In Re Google Inc. Class C Shareholder Litigation

2 min read
October 1, 2013
 

Case Name:
In Re Google Inc. Class C Shareholder Litigation

Case Conclusion:
October 2013

Caption:
Delaware Court of Chancery, C.A. No. 7469-CS

Keywords: 
Economic Damages; Stock Split; Voting Power; Entire Fairness; Fiduciary Duties

Industry: 
Internet Services

Professionals:
David G. Clarke, ASA, Michael J. Mattson, William Jeffers, CFA, and William P. McInerney, ASA; Professor Matthew D. Cain of the University of Notre Dame

On April 12, 2012, Google Inc. announced its intention to issue a stock dividend whereby each of its current stockholders would receive one share of Class A voting stock and one share of nonvoting Class C stock for each previously held (voting) Class A share. The Griffing Group was retained by counsel for plaintiffs, who sought to enjoin Google from completing the recapitalization on the grounds that it would benefit the company’s founders, Larry Page and Sergey Brin (by extending their voting control over Google), while harming minority stockholders (who would be left with a non-voting share that would trade at a discount to its voting counterpart). David G. Clarke, ASA submitted opening and rebuttal reports and testified at deposition, opining that the economic evidence supported plaintiffs’ claims.

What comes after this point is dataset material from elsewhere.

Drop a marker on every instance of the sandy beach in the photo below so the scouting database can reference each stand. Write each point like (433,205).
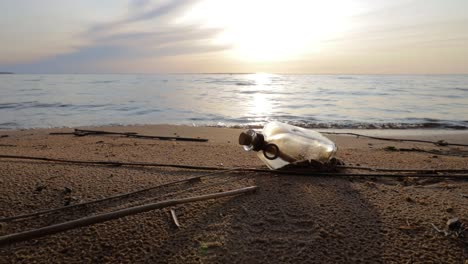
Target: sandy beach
(290,219)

Just prior to the commencement of the injunction hearing before Chancellor Leo E. Strine, Jr., the parties entered into a settlement agreement pursuant to which the recapitalization would be allowed to proceed, but with certain key protections for minority stockholders. Under the terms of the settlement, if the non-voting shares trade at a discount (measured over one year), Google is obligated to pay holders of the non-voting shares a percentage of the overall trading differential, which could be as high as $7.5 billion. In addition, when the founders’ combined voting power falls below 15%, the non-voting Class C shares will convert to voting Class A shares – thereby regaining voting rights – unless the company’s Board of Directors at the time determines that it is in Google’s best interests to maintain the class of non-voting stock. Finally, the settlement agreement makes it more difficult for the founders to sell or swap their non-voting stock, further ensuring that their economic interests remain aligned with the interests of all Google stockholders. The settlement was approved by Chancellor Strine in October 2013.

David G. Clarke, ASA was assisted by Michael J. Mattson, William Jeffers, CFA, and William P. McInerney, ASA of The Griffing Group; and Professor Matthew D. Cain of the University of Notre Dame. The plaintiffs were represented by Jeffery C. Block and Whitney E. Street of Block & Leviton LLP; Laurence D. Paskowitz of The Paskowitz Law Firm P.C.; and Nicholas I. Porritt and Douglas E. Julie of Levi & Korsinsky LLP.